June 10-13 | Going to the Databricks Data + AI Summit? Meet us in San Francisco!

author photo

Mina Mirzaei

July 26, 2023

How Polars Can Help You Build Fast Dash Apps for Large Datasets

Working in the world of data visualization can feel like the average data size keeps growing exponentially but compute power stays the same. While that may be true, we have to ask ourselves: are we actually running in the most optimal way?

There are many ways to accomplish this with Dash: Leveraging tooling or strategies including caching and memorization, minimizing data transfer over the network, and using partial property updates are just a few. We always recommend profiling an application before trying to optimize it: Premature optimization can cost weeks or even months of unnecessary labor. So choose the right fit for each use case.

In Professional Services at Plotly, we frequently encounter use cases with large datasets. Many of these applications require bespoke architectures and there is no complete “one size fits all” data format or database system for any application.

One strategy that has gained significant popularity in recent years is to leverage a memory-mapped data architecture, and in Python pairing Parquet files with a tool like Vaex or Polars is a fantastic strategy to accomplish this.

A recent Professional Services project for an equity firm led to our employment of this system as part of an application build, which paired well with the Dash framework and the Dash Enterprise deployment stack.

It might make sense to look into a memory-mapped data architecture for your Dash application if you have completed profiling your application and are observing some common performance problems:

  • Callbacks in the app taking very long or just timing out.
  • Maxing out RAM and CPU in the deployment environment, and upgrading your machine is not a viable option.
  • Directly reading data from a SQL warehouse that was not intended to be the back-end for a real time web application and can’t be modified to accommodate this demand.

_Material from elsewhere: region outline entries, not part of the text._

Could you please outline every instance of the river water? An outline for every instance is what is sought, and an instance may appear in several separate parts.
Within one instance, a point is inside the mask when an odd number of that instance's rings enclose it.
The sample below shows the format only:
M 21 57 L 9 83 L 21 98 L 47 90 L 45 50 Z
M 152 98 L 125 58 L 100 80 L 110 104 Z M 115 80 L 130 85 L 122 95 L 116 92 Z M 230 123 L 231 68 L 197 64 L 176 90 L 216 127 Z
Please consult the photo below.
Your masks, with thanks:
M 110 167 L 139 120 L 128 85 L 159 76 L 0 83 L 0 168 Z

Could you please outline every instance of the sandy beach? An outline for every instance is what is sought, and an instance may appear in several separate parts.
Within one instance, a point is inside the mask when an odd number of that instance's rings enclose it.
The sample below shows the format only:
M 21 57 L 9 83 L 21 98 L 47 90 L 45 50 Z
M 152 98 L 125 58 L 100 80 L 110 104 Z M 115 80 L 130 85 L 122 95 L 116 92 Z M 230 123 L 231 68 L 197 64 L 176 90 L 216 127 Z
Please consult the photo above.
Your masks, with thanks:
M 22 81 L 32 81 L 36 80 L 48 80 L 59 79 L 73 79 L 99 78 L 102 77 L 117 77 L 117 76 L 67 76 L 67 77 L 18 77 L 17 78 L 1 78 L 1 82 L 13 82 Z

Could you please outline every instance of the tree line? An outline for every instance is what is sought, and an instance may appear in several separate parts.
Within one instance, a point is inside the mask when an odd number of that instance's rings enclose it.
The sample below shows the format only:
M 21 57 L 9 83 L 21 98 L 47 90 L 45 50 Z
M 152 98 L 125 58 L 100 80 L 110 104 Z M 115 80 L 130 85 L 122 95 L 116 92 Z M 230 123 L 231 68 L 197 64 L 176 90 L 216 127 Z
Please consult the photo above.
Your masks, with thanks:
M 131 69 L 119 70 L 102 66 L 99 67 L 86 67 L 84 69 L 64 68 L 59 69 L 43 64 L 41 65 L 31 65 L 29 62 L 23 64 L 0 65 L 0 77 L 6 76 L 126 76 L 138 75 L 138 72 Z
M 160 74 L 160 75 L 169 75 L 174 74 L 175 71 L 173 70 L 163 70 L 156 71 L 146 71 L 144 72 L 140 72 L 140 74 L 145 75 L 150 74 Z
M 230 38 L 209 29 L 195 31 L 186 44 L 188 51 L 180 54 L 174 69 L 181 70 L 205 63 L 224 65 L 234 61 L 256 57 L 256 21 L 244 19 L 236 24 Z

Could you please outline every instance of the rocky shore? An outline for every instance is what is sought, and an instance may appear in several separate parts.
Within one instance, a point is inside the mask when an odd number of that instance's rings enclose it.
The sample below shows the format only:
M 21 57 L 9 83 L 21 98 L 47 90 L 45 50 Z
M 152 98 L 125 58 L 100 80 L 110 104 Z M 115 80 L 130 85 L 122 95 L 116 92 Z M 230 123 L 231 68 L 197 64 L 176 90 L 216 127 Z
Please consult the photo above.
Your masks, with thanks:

In this article, I will go through how we accomplished this in a production environment using Polars, and describe how Polars could be leveraged into your large data Dash application architecture. We’ll also review a sandboxed use case of Polars and Dash in an open-source Dash application, whose source code is available in our Github: This application uses a dataset with 65 million rows and 25 columns, and illustrates other tools and techniques like Datashader and aggregation to support visualization of that data in a browser window.

What is Polars?

Polar Bear

Polars is a dataframe query engine implemented in Rust with a Python API, it’s a great pandas alternative for when your data starts reaching millions of entries in size.

The underlying data frames in Polars are based on the Apache Arrow format, and with a Rust backend. Rust is the up-and-coming favorite coding language of performance-minded programmers that promises to be fast and memory efficient.

Why is Apache Arrow good for large datasets?

To quote the Apache Org FAQ, Arrow is an “in-memory columnar format, a standardized, language-agnostic specification for representing structured, table-like datasets in-memory.”

One great thing about Apache Arrow datasets is that there’s no serialization and deserialization between on-disk and in memory representation of them. This makes memory-mapped Arrow files super fast to read.

Memory mapping is holding a representation of a file in memory to increase I/O efficiency. This would be challenging or counter productive with large datasets that are bigger than RAM size but with virtual memory on an SSD disk, and no deserialization, memory mapped Arrow files are fast to read with very little memory footprint.

Another useful big data aspect of Arrow files is that they are columnar, so unlike a CSV file where you have to hold an entire row of data in memory just to access one single column, you can efficiently just read in columns you need. With wide datasets, this makes a noticeable difference in the memory footprint.

There’s a brilliant explanation of why Apache Arrow is great at handling large data in this article by one of the cofounders of the Apache Arrow project.

Polars lazy vs eager computations

Cartoon Turtle

Polars will handle your data in one of two ways. 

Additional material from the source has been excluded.